Ever since 2016 I have been using iPad as my main computer, it's a great mobile computer. The operating system is however, unlike that of most computers. iPadOS is based on iOS that runs on Apple's popular mobile phone, the iPhone. This makes the iPad a little different in daily use because of how it run apps.
Because of the smartphone roots of iPadOS, the operating system handles apps like an iPhone does: apps run full screen focused on a single task. People love iPad for this as it's a great way to keep your mind concentrated on a single thing.
Multiple Windows support for iPad
There are situations where running multiple windows simultaneously can be very useful, and this is where Apple improved iPadOS when it introduced support to run apps side-by-side.
Even if you're working on a single task, having support for multiple windows is very useful as it allows you to run multiple instances of the same app at once. This enables different use-cases where you can look and edit content from different angles. Like comparing two different months in your agenda, editing a long document or looking at the map at different scales simultaneously.
When Apple introduced the support for multiple windows on iPad they designed this with respect to the mobile roots of iPadOS. Unlike traditional PC apps, where complex software can run through multiple different windows (and panels) by default, iPadOS maintains the requirement that an app must be able to do everything from a single window.
It's a design requirement on iPad that all app windows are of the same kind, and each one can do everything in the application. The user could do anything from one window if they want to. They should be able to create multiple windows only if they think it's useful, but the app should never require that. This facilitates the simple way apps run oniPadOS, you can continue to use apps full screen like on a smartphone.
App Lifecycle (and code changes)
From a technical perspective Apple introduced UIWindowScene with a corresponding UISceneSession abstraction in the UI structure. It sits between the UIScreen and UIWindow.
When iPadOS (and iOS) run multiple apps, it is possible that the operating systems closes an app from the background to safe memory and power. This is by design: it keeps the operating system fast and kind to the battery.
From an app lifecycle perspective, this means that you need to check if your app was running before when it is started. When there is an existing UISceneSession the app should reconnect to it, to provide a persistent interface state to the user. When done right, the user will not notice that the app was interrupted while in the background.
If you adopt the new UIWindowScene (and UISceneSession) concepts in your app, you'll be able to take advantage of the new multi-window capabilities of iPad. But there is one more thing: Apple is planning to bring iOS and iPadOS apps to the Mac. With the new UI concepts your app will run great on macOS, too!

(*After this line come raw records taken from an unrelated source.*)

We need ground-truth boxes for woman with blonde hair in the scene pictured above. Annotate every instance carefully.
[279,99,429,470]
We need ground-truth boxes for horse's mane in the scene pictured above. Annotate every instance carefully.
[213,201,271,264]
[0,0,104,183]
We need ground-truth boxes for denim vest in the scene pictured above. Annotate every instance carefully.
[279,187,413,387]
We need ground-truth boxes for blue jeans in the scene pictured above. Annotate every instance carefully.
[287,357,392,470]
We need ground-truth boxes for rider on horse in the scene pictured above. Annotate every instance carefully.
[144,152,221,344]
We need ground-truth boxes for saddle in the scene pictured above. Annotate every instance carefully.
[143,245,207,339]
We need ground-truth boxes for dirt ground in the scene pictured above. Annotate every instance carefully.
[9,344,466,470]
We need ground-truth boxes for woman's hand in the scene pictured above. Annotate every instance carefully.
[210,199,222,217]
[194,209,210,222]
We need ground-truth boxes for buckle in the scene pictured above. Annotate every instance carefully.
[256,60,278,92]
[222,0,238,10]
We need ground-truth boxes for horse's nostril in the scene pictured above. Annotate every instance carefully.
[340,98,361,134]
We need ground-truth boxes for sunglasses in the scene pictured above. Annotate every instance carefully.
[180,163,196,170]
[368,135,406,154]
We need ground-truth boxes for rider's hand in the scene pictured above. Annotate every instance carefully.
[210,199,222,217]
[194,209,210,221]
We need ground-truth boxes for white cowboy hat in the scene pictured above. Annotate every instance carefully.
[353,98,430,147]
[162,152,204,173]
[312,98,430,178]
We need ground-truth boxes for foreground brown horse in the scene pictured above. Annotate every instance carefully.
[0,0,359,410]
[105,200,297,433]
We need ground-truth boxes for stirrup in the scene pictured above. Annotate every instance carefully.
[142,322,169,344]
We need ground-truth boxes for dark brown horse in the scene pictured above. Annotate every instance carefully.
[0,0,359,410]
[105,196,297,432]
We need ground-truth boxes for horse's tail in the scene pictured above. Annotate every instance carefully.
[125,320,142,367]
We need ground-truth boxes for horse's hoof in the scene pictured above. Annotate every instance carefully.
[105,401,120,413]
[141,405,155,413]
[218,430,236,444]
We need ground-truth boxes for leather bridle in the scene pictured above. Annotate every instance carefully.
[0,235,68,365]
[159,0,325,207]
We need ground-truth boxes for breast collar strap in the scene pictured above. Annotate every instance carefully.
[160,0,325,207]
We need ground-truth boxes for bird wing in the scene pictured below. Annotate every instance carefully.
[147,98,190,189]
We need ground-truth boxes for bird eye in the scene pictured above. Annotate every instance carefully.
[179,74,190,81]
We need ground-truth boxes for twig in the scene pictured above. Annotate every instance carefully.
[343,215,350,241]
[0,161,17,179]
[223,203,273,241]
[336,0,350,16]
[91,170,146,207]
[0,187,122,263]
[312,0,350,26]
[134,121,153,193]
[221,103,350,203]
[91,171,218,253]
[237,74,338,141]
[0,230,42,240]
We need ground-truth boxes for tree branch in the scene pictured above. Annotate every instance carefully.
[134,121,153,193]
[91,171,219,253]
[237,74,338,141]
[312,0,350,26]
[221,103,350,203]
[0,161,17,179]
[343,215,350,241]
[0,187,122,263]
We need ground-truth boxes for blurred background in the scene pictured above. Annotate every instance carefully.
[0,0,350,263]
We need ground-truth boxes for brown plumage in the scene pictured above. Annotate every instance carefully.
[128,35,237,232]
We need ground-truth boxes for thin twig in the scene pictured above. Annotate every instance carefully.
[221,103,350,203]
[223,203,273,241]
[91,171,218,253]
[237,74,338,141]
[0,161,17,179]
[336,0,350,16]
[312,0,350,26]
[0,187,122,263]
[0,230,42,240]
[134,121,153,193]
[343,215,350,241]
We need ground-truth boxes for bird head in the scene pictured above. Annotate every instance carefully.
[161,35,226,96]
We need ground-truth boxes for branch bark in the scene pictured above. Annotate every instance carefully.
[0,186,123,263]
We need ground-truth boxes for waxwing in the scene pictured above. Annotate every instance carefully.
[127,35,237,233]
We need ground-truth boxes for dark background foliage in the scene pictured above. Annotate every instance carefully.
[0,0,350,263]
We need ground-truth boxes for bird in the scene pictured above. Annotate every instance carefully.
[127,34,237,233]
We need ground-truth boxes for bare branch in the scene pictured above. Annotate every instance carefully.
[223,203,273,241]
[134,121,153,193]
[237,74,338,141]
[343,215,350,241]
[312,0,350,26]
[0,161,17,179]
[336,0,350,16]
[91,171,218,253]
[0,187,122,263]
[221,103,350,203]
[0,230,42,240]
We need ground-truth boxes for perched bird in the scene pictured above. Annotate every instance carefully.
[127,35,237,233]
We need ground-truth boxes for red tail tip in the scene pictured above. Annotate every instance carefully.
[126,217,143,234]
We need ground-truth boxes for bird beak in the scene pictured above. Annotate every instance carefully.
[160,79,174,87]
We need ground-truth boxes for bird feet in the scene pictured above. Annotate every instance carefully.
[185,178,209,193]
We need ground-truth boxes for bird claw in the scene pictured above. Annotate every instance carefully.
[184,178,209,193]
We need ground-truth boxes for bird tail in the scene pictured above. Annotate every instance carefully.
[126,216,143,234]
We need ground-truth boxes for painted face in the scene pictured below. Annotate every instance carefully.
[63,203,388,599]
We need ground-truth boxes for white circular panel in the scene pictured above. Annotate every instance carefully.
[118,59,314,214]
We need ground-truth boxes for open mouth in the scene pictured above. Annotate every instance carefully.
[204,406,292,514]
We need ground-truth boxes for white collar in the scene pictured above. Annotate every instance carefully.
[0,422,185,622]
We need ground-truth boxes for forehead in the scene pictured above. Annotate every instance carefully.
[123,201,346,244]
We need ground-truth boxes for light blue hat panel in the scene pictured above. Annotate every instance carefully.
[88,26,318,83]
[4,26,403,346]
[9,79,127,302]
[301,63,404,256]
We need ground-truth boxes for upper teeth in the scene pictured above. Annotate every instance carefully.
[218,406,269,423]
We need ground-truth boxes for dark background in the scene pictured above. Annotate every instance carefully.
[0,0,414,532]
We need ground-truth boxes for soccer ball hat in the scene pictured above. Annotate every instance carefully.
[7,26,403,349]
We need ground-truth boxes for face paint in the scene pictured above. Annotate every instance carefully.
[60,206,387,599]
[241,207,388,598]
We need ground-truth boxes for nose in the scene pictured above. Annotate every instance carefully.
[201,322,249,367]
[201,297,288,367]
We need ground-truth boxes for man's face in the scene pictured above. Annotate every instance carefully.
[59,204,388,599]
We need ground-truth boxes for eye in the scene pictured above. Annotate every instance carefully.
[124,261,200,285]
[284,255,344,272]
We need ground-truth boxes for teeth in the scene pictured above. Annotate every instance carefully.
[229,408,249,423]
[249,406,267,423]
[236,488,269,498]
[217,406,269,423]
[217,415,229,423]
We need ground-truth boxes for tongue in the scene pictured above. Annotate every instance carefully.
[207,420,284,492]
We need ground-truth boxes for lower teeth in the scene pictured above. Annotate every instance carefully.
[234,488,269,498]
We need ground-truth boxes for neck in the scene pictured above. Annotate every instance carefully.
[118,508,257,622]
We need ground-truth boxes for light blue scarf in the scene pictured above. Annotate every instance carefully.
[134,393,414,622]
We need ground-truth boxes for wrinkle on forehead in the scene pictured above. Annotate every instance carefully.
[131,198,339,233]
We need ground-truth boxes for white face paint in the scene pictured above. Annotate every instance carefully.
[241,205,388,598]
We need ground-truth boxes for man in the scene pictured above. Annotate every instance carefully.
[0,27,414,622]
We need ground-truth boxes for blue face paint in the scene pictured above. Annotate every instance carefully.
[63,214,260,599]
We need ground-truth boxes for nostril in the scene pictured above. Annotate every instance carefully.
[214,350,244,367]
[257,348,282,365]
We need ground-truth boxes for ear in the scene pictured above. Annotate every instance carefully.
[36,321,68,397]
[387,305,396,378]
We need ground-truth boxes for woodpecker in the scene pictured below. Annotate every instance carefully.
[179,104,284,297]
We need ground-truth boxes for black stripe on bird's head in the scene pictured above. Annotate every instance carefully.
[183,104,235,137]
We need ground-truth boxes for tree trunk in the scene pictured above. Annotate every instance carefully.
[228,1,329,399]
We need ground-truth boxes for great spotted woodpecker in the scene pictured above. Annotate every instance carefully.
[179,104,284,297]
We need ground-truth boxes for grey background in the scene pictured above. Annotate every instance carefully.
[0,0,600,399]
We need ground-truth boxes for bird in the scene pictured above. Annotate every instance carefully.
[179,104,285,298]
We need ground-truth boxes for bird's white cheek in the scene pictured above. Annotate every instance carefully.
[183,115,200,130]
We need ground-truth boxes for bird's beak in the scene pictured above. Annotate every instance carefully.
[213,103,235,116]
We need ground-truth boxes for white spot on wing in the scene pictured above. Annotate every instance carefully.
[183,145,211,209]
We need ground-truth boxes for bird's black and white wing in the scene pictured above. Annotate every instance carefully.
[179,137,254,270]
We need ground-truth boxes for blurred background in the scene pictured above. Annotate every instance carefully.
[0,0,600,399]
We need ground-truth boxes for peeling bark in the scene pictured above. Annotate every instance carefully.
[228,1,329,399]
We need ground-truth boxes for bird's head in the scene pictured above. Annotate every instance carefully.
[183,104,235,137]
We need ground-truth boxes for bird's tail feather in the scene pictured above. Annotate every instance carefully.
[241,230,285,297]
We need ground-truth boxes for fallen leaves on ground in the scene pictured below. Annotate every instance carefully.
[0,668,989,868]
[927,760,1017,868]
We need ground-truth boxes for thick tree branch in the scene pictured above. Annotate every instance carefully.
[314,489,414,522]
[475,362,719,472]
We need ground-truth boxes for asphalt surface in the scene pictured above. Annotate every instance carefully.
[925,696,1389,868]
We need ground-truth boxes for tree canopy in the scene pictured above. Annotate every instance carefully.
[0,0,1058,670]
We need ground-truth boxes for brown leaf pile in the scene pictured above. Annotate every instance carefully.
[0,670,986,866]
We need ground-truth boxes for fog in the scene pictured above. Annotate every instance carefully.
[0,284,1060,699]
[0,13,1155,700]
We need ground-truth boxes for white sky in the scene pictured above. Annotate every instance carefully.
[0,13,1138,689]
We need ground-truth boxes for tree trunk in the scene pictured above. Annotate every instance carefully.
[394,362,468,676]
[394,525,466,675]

As developer I had little trouble implementing the new UI concepts in my apps. With relatively little effort you can enable many different use cases where the same app provides more power to the user.
Apple did not rush the support for multiple windows on iPad, but took its time to design it well. If you adopt the new concepts your app will be more powerful to the users.
It's always a good idea to take your time to understand underlying interface concepts before you start developing. Do it right (and good) instead of fast (and stupid)!